I put that question to the promoters of the coming bike shows and they say the difference is that riders are more passionate than car drivers.
“You have to drive a car, but you choose to ride a motorcycle,” says Mark Petersen promoter of Troy Bayliss Events.
“Enthusiasts are more likely to turn up to a motorcycle exhibition. You can use a bike as part of your job, but the majority of owners don’t and they are bike enthusiasts. It’s a life choice.”
Sydney Motorcycle & Scooter Show exhibition manager Mal Jarrett agrees, saying that bike ownership, unlike car ownership, is something that people choose as their pastime as they are passionate about it.
“They do it by choice, not just because they have to get from A to B. Sure there are some that use bikes to commute due the economic and environmental reasons, but the majority of us do it because we love it,” he says.
The Sydney show, owned by the Federal Chamber of Automotive Industries (FCAI) is being held in the Convention Centre from November 15-17.
It will by followed by the first Troy Bayliss Expo from March 21-23 in the Brisbane RNA Showgrounds then Melbourne in November, 2014, in the showgrounds.
“That’s in line with what the manufacturers requested a number of years ago when they dropped from three shows a year in Brisbane, Sydney and Melbourne,” says Mark.
A similar situation occurred in the car industry several years ago where the three annual shows were rationalised to one annual show alternating between Sydney and Melbourne.
While the car industry has shelved this year’s and next year’s shows as too expensive, Mal points out that bike shows are a lot cheaper for exhibitors.
“(Car shows) tend to end up being a case of ‘he with the biggest stand wins’, whereas with the bike shows the bikes are the heroes, not the stands,” he says. “Although having said that, there are some great looking stands at our shows, but at the end of the day it‘s all about the bikes.”

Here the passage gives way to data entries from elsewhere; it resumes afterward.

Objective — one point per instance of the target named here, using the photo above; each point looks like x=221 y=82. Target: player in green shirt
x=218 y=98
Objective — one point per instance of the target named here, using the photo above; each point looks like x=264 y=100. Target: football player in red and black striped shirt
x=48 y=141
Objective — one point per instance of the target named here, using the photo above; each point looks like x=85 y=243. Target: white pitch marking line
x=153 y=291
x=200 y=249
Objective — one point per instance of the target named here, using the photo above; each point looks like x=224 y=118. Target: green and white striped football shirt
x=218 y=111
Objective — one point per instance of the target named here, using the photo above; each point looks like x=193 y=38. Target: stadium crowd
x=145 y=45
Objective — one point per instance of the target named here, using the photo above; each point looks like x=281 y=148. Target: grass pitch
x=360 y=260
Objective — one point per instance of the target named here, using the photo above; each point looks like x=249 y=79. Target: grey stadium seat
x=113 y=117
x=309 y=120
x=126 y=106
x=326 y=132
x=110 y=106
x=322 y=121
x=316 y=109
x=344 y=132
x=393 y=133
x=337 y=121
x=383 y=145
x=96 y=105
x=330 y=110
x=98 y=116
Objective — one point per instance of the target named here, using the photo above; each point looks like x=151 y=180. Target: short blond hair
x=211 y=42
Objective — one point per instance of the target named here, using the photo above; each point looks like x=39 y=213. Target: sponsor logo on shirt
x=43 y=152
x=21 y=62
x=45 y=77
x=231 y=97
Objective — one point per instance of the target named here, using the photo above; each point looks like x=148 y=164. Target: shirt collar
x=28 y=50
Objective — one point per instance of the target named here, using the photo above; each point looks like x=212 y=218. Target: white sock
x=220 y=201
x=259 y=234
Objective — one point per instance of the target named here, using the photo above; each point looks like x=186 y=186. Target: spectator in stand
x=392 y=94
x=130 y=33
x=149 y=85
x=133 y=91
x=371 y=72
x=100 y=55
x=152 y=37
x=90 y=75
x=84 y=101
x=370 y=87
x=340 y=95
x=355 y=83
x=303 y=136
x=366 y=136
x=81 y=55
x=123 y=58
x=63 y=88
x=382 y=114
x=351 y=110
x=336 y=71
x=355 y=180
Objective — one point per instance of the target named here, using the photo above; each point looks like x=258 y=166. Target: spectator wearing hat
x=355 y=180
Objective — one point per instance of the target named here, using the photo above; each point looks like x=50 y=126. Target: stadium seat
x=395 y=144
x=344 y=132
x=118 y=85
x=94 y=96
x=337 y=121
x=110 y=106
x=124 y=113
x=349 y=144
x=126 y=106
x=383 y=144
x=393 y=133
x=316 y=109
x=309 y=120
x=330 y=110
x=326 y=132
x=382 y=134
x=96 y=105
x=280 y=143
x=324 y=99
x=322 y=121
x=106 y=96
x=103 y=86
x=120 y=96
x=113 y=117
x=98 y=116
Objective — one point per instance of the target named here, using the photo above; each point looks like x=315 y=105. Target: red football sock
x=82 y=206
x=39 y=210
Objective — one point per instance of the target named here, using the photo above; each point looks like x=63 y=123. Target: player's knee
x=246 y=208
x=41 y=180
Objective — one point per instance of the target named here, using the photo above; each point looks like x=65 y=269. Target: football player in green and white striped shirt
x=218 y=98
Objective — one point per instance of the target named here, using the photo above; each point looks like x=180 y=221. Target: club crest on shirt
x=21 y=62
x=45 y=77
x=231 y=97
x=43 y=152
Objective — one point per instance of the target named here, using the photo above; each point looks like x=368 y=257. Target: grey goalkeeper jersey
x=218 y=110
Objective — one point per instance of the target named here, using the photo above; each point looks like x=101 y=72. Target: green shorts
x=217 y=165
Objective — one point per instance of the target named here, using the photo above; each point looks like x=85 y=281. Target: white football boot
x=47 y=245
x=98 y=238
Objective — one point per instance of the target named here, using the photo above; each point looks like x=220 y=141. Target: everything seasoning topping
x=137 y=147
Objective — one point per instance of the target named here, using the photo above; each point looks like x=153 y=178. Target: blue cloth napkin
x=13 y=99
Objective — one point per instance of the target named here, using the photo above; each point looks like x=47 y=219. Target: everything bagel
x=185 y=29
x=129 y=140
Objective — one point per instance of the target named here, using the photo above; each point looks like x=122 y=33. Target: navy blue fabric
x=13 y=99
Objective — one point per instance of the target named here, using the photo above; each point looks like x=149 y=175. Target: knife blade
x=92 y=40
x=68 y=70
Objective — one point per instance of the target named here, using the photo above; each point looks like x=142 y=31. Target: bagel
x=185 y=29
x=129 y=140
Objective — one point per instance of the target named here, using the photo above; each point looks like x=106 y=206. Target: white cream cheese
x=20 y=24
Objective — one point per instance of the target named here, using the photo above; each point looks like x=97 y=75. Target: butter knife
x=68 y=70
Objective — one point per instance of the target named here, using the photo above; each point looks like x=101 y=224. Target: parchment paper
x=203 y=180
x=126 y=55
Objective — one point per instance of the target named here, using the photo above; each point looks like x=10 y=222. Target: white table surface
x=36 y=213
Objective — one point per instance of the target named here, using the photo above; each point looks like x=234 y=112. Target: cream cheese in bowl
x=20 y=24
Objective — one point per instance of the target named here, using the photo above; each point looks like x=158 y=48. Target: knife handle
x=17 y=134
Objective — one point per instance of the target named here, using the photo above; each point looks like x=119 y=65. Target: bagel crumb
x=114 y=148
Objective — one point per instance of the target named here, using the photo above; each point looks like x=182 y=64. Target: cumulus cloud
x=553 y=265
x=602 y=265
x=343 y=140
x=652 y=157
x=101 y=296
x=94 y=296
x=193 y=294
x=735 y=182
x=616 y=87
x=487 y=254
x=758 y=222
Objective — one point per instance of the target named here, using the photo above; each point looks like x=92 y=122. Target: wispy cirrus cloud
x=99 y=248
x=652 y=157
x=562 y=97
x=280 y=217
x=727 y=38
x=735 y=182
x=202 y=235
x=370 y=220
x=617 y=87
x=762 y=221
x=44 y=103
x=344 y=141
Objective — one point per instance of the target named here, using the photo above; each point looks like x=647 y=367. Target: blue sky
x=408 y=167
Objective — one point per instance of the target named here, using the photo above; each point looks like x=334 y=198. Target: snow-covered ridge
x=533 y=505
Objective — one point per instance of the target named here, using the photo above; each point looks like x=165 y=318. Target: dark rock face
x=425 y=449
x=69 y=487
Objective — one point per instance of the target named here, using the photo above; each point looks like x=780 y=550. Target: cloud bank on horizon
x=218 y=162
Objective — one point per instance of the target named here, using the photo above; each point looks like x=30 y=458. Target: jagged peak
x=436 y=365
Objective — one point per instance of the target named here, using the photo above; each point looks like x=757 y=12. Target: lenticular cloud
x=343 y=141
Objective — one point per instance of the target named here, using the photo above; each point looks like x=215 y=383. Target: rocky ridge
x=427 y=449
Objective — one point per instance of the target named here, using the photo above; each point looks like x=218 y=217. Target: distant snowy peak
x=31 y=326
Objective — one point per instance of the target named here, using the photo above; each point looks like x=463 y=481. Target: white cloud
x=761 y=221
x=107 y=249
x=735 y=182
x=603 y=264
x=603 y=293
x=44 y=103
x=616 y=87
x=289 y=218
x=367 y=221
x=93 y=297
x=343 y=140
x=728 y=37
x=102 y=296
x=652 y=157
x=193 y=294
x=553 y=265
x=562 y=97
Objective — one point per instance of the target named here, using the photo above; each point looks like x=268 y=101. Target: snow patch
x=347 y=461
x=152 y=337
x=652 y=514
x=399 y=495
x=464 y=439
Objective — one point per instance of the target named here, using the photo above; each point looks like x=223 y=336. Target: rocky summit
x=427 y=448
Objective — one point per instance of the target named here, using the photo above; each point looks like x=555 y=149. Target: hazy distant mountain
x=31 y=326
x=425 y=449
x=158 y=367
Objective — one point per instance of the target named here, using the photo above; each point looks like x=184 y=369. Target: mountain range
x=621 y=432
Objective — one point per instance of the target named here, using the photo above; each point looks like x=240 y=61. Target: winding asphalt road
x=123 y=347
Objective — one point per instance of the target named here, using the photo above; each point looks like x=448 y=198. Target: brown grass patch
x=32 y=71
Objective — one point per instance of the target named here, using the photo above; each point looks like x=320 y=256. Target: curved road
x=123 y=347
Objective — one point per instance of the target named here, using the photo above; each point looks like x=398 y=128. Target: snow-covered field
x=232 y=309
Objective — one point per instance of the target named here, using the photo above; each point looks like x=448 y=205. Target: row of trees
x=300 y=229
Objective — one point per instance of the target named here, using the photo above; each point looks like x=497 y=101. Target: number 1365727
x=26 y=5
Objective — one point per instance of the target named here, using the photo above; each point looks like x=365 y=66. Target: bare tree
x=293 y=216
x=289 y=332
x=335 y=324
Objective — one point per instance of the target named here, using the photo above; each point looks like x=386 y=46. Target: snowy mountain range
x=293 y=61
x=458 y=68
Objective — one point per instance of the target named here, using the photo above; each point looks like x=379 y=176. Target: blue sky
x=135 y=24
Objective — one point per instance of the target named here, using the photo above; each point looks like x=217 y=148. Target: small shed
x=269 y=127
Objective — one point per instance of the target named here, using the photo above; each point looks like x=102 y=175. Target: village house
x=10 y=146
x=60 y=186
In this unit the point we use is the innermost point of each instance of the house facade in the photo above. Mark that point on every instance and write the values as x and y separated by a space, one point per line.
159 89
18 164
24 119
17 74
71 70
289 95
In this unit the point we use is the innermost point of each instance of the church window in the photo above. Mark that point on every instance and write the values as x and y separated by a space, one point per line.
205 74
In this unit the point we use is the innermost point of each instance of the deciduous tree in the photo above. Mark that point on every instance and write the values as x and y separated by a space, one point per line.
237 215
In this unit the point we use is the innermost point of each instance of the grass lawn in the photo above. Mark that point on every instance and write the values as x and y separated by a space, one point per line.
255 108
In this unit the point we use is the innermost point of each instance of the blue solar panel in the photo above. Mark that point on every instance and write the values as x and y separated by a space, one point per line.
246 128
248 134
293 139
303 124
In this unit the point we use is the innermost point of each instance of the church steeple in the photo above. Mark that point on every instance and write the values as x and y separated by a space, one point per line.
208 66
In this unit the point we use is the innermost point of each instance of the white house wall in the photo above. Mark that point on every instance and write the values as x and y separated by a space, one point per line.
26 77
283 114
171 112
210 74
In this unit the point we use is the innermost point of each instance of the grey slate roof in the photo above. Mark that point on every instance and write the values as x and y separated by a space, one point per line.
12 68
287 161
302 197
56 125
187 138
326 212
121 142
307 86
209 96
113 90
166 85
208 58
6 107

He says the Sydney show has sold out four months before it opens.
“If the industry continues to support the tried and trusted and not hedge their bets by diluting their already decreasing marketing budgets, the future for bike shows is bright and should not go the same way as the motor shows.”

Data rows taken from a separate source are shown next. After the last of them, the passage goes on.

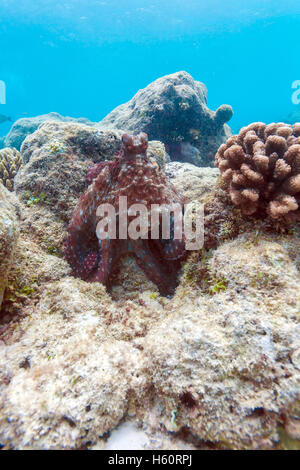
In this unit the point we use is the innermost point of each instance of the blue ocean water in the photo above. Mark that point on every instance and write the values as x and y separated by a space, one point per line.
82 58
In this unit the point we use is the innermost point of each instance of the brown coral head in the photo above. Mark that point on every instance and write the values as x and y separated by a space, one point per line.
134 144
261 168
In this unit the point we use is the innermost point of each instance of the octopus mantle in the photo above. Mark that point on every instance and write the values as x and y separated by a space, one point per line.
139 178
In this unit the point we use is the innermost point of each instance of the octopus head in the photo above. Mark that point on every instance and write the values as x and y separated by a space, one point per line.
133 145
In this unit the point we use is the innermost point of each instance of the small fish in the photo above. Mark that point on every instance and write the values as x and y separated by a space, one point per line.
4 118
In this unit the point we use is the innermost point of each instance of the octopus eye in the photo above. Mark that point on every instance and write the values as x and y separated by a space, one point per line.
127 139
143 138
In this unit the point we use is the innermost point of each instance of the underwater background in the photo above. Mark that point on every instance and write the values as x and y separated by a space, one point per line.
85 57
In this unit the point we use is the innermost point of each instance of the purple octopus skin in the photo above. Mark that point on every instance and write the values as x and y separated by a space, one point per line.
134 175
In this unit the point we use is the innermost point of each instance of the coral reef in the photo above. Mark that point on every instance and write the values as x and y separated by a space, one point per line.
227 370
10 163
261 167
64 152
173 109
9 231
134 175
294 116
220 370
26 126
191 181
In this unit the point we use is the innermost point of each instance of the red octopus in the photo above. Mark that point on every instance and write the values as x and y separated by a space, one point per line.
138 177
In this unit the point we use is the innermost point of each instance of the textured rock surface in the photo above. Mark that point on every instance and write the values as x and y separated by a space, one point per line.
220 369
58 156
173 109
191 181
26 126
75 382
227 366
8 235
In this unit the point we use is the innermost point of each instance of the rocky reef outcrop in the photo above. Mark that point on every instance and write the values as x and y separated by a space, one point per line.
9 230
173 109
261 167
26 126
64 152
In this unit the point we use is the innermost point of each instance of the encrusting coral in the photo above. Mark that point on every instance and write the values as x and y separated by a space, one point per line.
134 175
11 162
261 168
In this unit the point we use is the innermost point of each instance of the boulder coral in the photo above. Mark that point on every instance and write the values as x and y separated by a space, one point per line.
173 109
261 169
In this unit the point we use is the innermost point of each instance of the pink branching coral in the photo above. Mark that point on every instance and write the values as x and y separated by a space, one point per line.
261 167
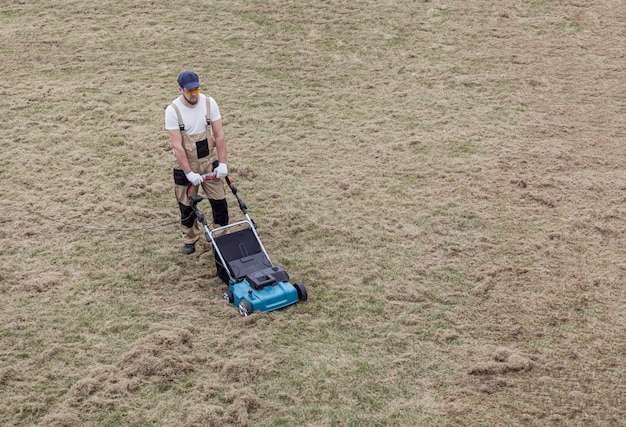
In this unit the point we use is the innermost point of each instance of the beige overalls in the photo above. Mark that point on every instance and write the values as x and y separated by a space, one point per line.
201 154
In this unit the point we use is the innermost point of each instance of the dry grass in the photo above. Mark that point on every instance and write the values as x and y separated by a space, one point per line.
447 178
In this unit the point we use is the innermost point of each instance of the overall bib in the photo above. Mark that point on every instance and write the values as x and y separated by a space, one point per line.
201 154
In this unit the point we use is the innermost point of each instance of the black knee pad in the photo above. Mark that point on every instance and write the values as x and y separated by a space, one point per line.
220 211
187 216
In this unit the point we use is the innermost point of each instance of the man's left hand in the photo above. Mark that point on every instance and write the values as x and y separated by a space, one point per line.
221 171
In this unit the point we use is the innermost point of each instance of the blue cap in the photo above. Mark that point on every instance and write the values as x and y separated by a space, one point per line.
188 80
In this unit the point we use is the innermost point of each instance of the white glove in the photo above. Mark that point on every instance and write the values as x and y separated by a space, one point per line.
194 178
221 171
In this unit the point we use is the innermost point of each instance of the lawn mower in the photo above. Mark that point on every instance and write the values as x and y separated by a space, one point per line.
254 283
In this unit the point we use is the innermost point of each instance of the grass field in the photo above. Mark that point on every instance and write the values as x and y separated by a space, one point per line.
447 178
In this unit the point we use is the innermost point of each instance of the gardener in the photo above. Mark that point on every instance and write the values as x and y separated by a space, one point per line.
194 124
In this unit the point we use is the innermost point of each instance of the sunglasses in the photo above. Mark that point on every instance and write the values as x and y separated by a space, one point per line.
190 92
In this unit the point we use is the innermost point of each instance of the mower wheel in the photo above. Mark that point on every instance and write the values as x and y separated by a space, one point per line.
302 295
228 297
245 308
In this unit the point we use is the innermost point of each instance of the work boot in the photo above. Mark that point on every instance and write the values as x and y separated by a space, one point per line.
189 248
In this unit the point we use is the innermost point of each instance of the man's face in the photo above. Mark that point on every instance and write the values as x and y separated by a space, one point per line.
191 95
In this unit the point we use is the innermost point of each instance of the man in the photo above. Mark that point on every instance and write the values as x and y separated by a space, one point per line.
194 125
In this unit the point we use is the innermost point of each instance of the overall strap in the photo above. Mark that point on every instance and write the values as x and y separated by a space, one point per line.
208 112
181 125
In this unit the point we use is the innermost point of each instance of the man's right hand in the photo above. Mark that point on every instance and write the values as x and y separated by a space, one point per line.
194 178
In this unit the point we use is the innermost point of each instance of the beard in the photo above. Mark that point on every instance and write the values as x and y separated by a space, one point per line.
191 101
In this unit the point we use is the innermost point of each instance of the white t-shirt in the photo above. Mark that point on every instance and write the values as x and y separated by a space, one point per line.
193 118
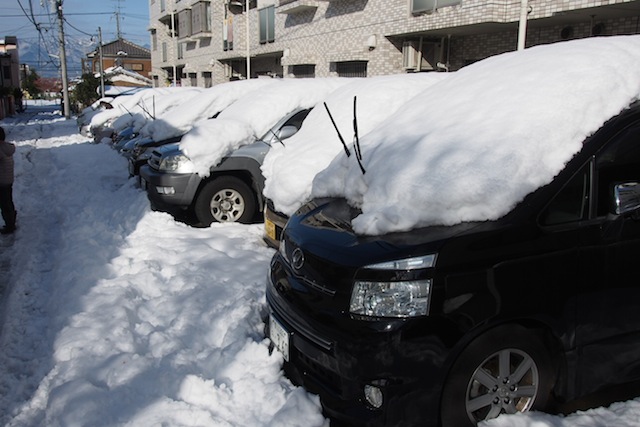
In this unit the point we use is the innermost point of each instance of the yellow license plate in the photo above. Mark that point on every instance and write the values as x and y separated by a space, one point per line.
279 336
270 229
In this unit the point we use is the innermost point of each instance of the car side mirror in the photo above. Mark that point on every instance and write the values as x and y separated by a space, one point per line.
627 197
287 131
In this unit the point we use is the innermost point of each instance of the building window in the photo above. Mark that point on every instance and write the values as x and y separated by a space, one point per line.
184 23
6 72
134 66
303 71
154 40
429 6
352 69
267 24
206 75
201 17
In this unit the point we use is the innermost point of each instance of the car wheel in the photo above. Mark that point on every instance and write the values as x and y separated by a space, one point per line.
225 199
506 370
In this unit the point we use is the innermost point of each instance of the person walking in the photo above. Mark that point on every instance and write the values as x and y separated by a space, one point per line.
6 185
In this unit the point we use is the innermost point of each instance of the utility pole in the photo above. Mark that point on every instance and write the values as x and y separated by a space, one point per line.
246 11
101 67
63 62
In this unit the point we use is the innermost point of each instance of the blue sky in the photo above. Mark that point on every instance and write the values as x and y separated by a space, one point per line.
82 20
83 17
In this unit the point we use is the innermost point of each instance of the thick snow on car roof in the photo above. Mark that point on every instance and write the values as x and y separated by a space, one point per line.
151 107
471 147
136 103
250 117
207 104
289 170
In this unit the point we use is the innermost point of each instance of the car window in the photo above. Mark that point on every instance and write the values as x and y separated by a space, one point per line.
297 119
618 162
572 202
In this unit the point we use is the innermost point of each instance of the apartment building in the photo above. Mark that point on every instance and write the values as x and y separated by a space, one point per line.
205 42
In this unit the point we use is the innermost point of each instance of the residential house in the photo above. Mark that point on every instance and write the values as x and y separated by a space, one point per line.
124 63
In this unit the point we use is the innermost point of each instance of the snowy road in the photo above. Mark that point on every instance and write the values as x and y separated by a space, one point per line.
114 315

Mark says their Moto Expos will be “different” to past bike shows.
“There hasn’t been much change in shows in 50 years with stalls inside and a couple of displays outside,” he says.
“Ours is more like a lifestyle expo with a focus on motorcycles. More than just static exhibitions, this is what you need to run successful exhibitions these days.”
An official launch with more details will be held in late July or early August when Troy gets back from Europe.
Meanwhile, the Sydney show is also stepping up its entertainment with the Showtime FMX team and Triumphs stunt rider Lukey Luke at the outdoor action arena and Jack Field’s ‘Hell Team’ Trials display inside.
There will also be DIY info sessions and guest speakers on the QBE Stage and some young racers from the Motorcycle Road Race Development Association talking about how to get started in the Australian Junior Road Racing Championship.
“In my opinion, the future of motorcycle shows in this country is bright, so long as commonsense prevails and the industry continues to support the shows that have in return supported the industry for so many years,” says Mal.
“One show wonders will just cannibalise and erode the already fragile manufacturers’ marketing budgets. We recognise that there’s only so much to go around and work with our exhibitors to ensure that we achieve the best outcome for them.”